Today is the last day to match children from Soccerboy and Sunshine’s country for hosting this summer. A few children have already lost their chance, as their deadline has passed. Another country only has three more days to match.
These days are always depressing. It means that some children won’t have the chance to build relationships with a family. And the relationships that are built through hosting matter.
Sometimes it feels like the act of hosting itself is overlooked in importance. It’s just a few weeks. It’s temporary. It doesn’t make a difference.
Often people look and see the permanent things that come out of hosting—namely adoption—and elevate that as more worthy to celebrate. My friend Stacey hosted a boy two years ago, and he recently was adopted…by another family. A family who met him while she hosted. As Stacey says, “This adoption wouldn’t have happened without hosting.” Yet when she posts about hosting on Facebook, she barely gets a response. I, too, have felt the palpable disappointment from others when I say that Sunshine is too old to adopt. Usually, I get a sigh and a, “Well, it’s nice that you are giving her this experience.”
That can be discouraging for those of us in this world. It can be frustrating to have these relationships brushed over as unimportant or not as crucial as other types of orphan care.
But I know it’s not true.
Hosting is short, but powerful. It is choosing to give up your comfort and desires a lot of times. It can be difficult. But so are many things that are worth doing. We have to give of ourselves in a sacrificial way. And that’s risky. Sometimes painful.
I couldn’t say it any better than my friend Nicole, who still chose to host after two failed adoptions: “[I knew there were] so many others that needed to be chosen, loved, cherished, prayed over, introduced to Jesus. My heartache didn’t change that, my desire for quiet and peace and stability didn’t change that, and my desire to walk away and ignore those children didn’t change that. I had to choose obedience over wallowing in my own pit. God knows our pain and reluctance. He sent His own son, after all. He too lost a child.”
Many of us have pain and fear we have to fight through to do this. For me, it was a different kind of loss than Nicole’s. I know that I could have chosen to bury myself in it; no one would have faulted me. Instead, I chose to take that hurt and pain and love others who have lost things, too. Because that’s what Love does.
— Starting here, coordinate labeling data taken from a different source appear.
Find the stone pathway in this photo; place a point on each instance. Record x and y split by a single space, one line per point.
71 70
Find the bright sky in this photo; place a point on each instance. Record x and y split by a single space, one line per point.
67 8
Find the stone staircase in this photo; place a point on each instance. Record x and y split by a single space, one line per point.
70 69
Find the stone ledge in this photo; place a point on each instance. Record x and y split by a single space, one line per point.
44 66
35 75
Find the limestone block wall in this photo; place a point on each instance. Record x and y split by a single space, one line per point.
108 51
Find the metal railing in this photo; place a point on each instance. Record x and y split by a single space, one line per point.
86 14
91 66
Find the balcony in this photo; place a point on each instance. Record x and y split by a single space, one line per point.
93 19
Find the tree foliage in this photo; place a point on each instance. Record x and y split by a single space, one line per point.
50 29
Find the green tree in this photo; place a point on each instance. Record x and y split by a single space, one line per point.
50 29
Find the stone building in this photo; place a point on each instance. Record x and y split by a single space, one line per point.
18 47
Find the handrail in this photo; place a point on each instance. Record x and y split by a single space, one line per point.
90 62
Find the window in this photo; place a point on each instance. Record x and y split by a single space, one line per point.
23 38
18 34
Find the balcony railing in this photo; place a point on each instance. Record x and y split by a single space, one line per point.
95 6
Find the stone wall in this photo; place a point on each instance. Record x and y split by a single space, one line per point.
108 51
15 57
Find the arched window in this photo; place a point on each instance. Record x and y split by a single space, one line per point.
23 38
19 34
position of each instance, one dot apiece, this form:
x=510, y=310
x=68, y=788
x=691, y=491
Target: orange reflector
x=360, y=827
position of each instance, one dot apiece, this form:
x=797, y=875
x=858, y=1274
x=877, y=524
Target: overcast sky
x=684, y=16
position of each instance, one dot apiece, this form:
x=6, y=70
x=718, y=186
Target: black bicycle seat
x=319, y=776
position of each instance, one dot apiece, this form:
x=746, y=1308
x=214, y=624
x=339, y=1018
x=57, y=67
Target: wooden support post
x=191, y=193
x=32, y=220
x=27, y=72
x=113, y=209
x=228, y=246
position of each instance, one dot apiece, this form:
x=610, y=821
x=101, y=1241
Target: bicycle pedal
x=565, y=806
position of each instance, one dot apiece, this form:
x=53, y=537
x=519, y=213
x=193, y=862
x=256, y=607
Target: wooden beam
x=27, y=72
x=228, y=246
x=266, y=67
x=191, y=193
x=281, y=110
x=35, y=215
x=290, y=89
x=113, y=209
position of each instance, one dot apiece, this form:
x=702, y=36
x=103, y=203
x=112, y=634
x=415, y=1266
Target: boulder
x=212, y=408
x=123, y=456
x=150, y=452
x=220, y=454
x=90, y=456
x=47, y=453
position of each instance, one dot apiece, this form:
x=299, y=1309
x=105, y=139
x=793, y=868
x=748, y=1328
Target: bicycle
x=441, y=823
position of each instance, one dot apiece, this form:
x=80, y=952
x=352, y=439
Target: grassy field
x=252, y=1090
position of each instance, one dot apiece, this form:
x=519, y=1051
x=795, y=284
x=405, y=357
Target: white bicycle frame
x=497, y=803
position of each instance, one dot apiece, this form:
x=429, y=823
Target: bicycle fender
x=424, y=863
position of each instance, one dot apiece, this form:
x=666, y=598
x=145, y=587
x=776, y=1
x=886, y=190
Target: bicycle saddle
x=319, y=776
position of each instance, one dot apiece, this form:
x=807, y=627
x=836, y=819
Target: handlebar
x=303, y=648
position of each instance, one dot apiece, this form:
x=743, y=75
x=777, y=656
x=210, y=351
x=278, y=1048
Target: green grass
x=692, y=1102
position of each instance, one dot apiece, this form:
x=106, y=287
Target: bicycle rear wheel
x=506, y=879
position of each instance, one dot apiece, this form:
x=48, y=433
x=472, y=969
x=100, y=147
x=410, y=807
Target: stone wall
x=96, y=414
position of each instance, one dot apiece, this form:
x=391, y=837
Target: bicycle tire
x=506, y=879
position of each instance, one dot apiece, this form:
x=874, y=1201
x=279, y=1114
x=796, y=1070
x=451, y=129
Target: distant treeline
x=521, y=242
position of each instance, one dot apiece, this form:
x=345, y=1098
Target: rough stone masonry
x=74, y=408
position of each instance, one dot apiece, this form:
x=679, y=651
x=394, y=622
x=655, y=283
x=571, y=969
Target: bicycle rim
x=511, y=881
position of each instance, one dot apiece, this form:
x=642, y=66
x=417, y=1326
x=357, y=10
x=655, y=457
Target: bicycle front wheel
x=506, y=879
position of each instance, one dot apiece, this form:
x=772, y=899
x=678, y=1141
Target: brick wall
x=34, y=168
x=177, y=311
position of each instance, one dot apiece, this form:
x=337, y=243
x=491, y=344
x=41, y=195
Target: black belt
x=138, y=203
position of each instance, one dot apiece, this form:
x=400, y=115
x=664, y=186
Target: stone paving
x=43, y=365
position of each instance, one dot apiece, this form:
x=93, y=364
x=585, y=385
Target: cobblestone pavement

That’s what it means to be able to drink from the Living Waters.
It’s about One who loved sacrificially and loved these little ones first. It’s about following in His shadow. It’s about listening and following.
For you, this might be hosting. If so, click here to see available children. Some only have hours left. Many have large scholarships. Be the tangible love that these children need.
Or perhaps you are meant to support those who host. I am still fundraising, as are many of my friends. Click on the link on the right or here to donate financially to me, or contact me about others who are also in need.
Or, this might be encouraging someone you know to host. I never would have hosted if my friend Sara hadn’t believed in me and told me that I could do it. Be that voice for someone else. Sign up for the listing and tell your friends. Share posts and photos from New Horizons for Children’s Facebook page.
But most of all, pray. Pray that others would come forward in these last hours and give these children a home for the summer.
No matter what you do, please do something. The results will echo through eternity.